Specifically, the function should take a string (a word) and return a string (that word, in Pig Latin). So, if you called the function pig_latin_word, you want to be able to recreate the following.

>>> print(pig_latin_word('string'))
ingstray
>>> print(pig_latin_word('idle'))
idleay
>>> print(pig_latin_word('sun'))
unsay
>>> print(pig_latin_word('trash'))
ashtray
>>> print(pig_latin_word('beast'))
eastbay
>>> print(pig_latin_word('m'))
may

To begin, consider how these are formed and what use finding the leftmost vowel is. To work through a single example by hand: For string, find_vowel("string") will return 3.

>>> english_word = "string"
>>> find_vowel(english_word)
3
>>> english_word[:3]
str
>>> english_word[3:]
ing
>>> english_word[3:] + english_word[:3] + 'ay'
ingstray

Given that, write the pig_latin_word() function that gives the results above.

Task 2c

Extend the pig_latin_word function (name the new function better_pig_latin_word) to do three things:

  • preserve capitalization (if a word is capitalized in English, it should also be in Pig Latin)
  • keep qu together, so that quiet becomes ietquay and squeak becomes eaksquay.
  • treat y as a consonant when it is a consonant (yellow) and as a vowel when it is a vowel (style)

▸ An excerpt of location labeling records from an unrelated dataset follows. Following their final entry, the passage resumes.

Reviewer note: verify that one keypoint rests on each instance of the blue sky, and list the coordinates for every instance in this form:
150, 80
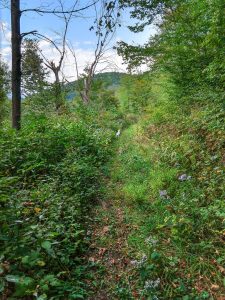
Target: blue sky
79, 35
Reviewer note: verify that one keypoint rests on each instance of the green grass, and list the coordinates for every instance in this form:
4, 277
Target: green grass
171, 139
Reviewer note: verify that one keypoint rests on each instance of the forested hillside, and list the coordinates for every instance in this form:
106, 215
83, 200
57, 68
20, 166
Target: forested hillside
112, 186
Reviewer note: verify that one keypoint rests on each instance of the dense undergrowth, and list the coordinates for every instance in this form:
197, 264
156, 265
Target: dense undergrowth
50, 176
164, 174
168, 178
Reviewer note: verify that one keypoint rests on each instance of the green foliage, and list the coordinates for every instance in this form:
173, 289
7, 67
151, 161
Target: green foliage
50, 175
177, 244
33, 72
189, 44
4, 88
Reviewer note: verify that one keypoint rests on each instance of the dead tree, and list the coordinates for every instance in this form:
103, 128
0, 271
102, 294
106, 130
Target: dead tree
16, 39
16, 64
106, 20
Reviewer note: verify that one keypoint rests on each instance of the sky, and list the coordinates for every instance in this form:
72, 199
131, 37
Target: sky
79, 36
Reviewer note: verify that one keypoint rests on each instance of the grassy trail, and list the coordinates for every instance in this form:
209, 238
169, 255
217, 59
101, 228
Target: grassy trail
159, 232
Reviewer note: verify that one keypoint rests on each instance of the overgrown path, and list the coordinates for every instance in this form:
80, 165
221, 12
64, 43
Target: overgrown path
158, 233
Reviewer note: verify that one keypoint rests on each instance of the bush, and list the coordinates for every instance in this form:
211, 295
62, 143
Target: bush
50, 173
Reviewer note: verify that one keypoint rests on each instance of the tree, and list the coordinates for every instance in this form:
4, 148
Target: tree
16, 64
33, 72
4, 87
17, 36
189, 42
105, 25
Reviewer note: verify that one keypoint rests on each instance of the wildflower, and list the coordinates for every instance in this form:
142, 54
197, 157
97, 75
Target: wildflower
163, 194
139, 263
150, 240
151, 284
37, 210
184, 177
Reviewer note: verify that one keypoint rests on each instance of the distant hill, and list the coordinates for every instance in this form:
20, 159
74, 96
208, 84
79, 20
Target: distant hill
111, 80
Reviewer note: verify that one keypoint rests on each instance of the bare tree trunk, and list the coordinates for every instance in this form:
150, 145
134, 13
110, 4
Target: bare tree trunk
58, 92
16, 64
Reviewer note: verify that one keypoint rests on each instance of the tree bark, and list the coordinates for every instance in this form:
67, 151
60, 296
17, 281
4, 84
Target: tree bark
16, 64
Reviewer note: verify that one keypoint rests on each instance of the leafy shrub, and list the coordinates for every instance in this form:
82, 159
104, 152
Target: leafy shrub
50, 174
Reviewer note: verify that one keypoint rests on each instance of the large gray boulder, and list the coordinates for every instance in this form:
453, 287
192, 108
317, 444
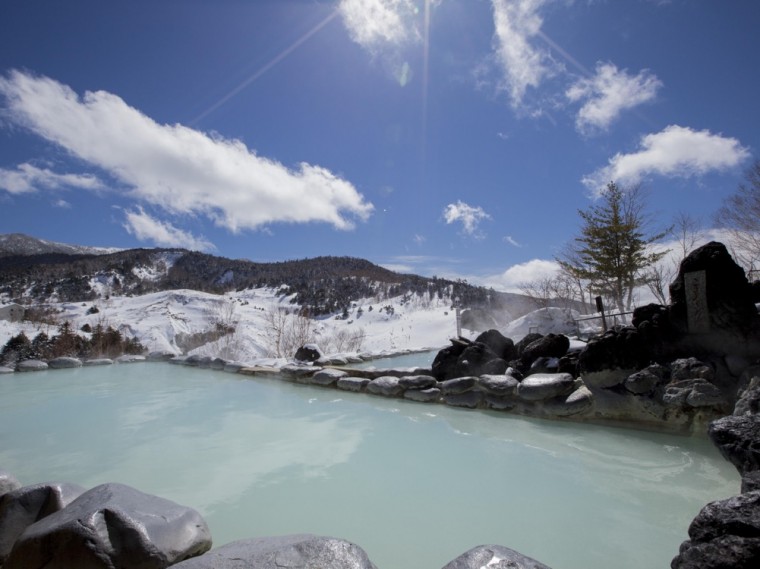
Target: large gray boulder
724, 535
386, 385
22, 507
504, 385
31, 365
351, 383
645, 381
290, 551
457, 385
417, 381
494, 557
429, 395
738, 440
578, 402
541, 386
112, 526
693, 393
328, 376
749, 399
64, 362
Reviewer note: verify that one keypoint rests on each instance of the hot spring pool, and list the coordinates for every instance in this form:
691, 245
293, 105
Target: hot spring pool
415, 485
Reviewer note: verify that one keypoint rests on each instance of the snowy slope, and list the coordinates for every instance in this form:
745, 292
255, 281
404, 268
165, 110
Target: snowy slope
181, 321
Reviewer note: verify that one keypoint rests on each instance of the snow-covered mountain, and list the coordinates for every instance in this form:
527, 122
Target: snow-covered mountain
246, 325
20, 244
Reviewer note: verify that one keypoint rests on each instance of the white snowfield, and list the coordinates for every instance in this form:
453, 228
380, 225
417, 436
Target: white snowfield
183, 321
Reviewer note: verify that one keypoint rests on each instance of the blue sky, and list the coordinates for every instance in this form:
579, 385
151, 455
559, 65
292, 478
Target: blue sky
455, 138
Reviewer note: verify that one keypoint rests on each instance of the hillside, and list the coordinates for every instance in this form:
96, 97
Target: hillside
319, 286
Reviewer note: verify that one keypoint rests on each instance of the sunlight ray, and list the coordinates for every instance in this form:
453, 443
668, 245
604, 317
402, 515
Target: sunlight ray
277, 59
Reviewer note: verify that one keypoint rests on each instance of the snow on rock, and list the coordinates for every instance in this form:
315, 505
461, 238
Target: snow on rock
544, 321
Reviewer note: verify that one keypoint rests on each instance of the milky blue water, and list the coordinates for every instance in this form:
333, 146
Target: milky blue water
415, 485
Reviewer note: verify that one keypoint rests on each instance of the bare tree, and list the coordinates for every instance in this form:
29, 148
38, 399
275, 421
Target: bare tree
287, 331
687, 234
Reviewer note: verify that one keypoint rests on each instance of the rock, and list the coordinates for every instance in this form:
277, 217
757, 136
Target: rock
729, 299
386, 385
500, 402
160, 356
97, 362
544, 364
645, 381
22, 507
494, 557
502, 346
504, 385
749, 400
618, 349
352, 383
526, 341
295, 371
736, 365
468, 399
129, 359
445, 363
605, 379
690, 368
327, 377
549, 346
543, 386
64, 362
429, 395
693, 393
751, 481
417, 381
578, 402
738, 440
111, 526
233, 367
725, 534
31, 365
457, 385
308, 353
479, 359
290, 551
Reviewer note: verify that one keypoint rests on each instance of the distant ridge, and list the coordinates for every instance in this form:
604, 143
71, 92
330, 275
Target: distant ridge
21, 244
35, 270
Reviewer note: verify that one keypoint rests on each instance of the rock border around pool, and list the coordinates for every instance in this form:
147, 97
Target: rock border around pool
113, 525
725, 534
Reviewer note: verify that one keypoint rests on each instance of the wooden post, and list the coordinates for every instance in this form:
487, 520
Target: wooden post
600, 308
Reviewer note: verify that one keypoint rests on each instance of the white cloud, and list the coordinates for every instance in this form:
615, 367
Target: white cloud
181, 170
608, 93
517, 24
469, 216
509, 239
516, 275
27, 178
676, 151
379, 23
163, 234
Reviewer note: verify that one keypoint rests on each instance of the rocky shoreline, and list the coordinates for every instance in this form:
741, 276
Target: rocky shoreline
656, 373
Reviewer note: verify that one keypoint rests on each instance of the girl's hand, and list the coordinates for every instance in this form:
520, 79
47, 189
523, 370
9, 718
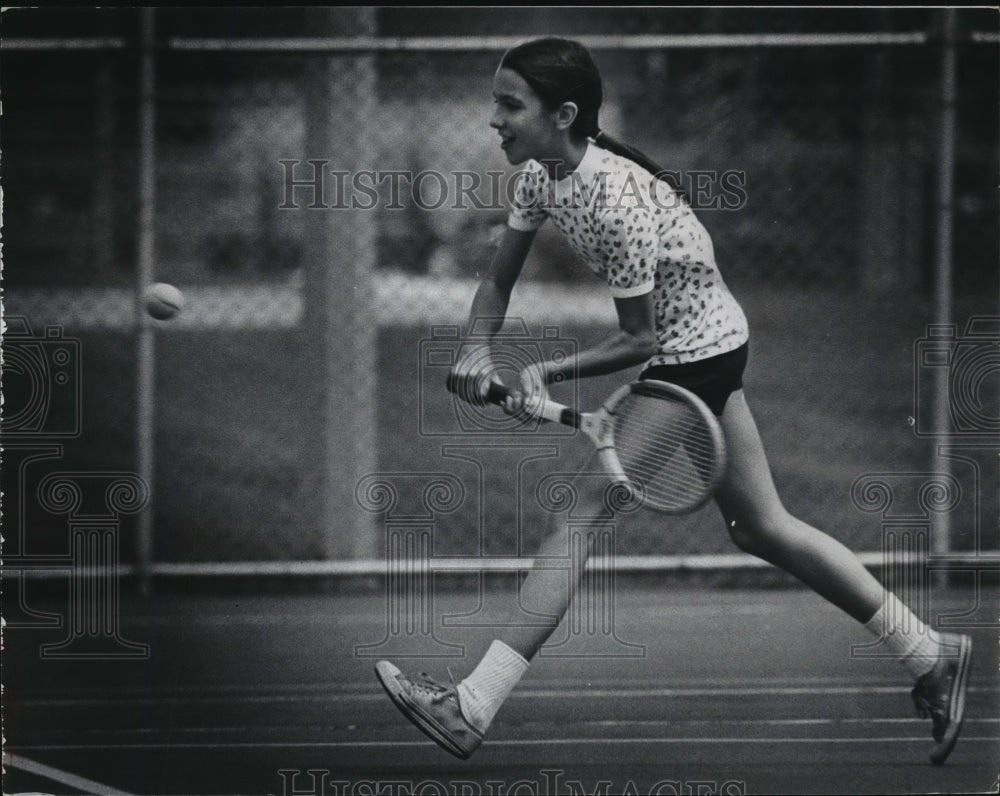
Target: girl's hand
531, 393
474, 373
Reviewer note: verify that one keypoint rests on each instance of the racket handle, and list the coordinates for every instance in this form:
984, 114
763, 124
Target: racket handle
496, 394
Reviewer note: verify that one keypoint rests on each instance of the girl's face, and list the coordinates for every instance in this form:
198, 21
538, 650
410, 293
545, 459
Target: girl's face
528, 130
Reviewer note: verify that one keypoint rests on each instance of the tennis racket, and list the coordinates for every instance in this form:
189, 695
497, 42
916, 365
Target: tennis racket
656, 437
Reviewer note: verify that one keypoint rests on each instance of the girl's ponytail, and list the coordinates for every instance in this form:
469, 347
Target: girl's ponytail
562, 70
605, 141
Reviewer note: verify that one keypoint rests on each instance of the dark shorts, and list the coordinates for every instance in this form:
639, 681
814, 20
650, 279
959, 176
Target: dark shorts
713, 379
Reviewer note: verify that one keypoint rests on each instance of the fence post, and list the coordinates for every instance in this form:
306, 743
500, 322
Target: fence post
941, 539
145, 355
339, 332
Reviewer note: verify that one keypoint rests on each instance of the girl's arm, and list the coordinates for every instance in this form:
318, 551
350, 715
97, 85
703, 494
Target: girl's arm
489, 307
475, 370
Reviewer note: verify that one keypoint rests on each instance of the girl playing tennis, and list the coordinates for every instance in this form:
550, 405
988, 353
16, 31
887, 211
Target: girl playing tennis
677, 319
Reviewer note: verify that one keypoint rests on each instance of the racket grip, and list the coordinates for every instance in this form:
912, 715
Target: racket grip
496, 394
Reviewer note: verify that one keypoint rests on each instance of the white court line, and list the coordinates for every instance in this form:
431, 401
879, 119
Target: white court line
82, 784
526, 693
500, 742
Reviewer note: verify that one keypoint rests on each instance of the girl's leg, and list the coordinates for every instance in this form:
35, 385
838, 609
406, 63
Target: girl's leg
550, 586
547, 590
759, 524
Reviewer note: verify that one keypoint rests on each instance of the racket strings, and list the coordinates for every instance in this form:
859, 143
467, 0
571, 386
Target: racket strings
666, 447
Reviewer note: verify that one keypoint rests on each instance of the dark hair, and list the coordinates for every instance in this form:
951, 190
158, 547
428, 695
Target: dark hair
562, 70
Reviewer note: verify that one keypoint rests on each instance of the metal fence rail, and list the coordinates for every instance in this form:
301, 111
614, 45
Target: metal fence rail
295, 369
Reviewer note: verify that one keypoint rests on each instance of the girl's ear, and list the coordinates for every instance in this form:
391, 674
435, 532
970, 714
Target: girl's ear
566, 115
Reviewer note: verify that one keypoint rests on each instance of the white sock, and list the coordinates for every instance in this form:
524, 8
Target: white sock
483, 692
915, 645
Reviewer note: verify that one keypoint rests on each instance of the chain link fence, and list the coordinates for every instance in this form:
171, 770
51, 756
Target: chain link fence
299, 364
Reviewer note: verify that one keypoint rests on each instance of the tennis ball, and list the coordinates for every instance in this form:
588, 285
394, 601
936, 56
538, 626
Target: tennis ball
163, 301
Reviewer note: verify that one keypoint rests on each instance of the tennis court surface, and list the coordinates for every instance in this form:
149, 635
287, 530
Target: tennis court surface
691, 691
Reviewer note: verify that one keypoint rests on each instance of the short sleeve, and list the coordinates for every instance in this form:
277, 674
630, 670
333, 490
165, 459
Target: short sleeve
528, 210
629, 245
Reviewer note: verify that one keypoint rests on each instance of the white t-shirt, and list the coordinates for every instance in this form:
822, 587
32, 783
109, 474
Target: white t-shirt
637, 234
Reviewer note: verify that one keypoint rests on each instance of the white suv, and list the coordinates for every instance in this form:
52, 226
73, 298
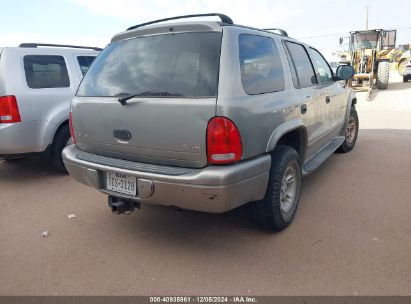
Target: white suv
37, 82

Doing these things requires a bit of thinking through the problem, to figure out what we need. Ideas: Recall that istitle() can tell you if a word is in “title-case” (capitalized in the relevant sense). So, "Hello".istitle() is True, "hello".istitle() and "HELLO".istitle() are False. Similarly, title() can transform a string into title-case (like lower() transforms into lowercase). Handling the qu sequence is pretty specific. You can check to see if your first vowel is u and if your initial consonants end in q and handle it appropriately. And on the y situation, think about the contexts in which y seems to be a vowel. It is only ever going to matter (here) when y is the first vowel in the word. Note that find_vowel() as it stands will not find y as a vowel, so either you need to modify find_vowel() to look for y too or else check for y separately.

>>> print(pig_latin_word('Quiet'))
uietQay
>>> print(better_pig_latin_word('Quiet'))
Ietquay
>>> print(better_pig_latin_word('Squeak'))
Eaksquay
>>> print(better_pig_latin_word('style'))
ylestay
>>> print(better_pig_latin_word('yahoo'))
ahooyay
>>> print(better_pig_latin_word('ugly'))
uglyay

That last part may take a while to get, so that’s good enough.

Let me know if you run into any major roadblocks (or if you see something that looks like a typo).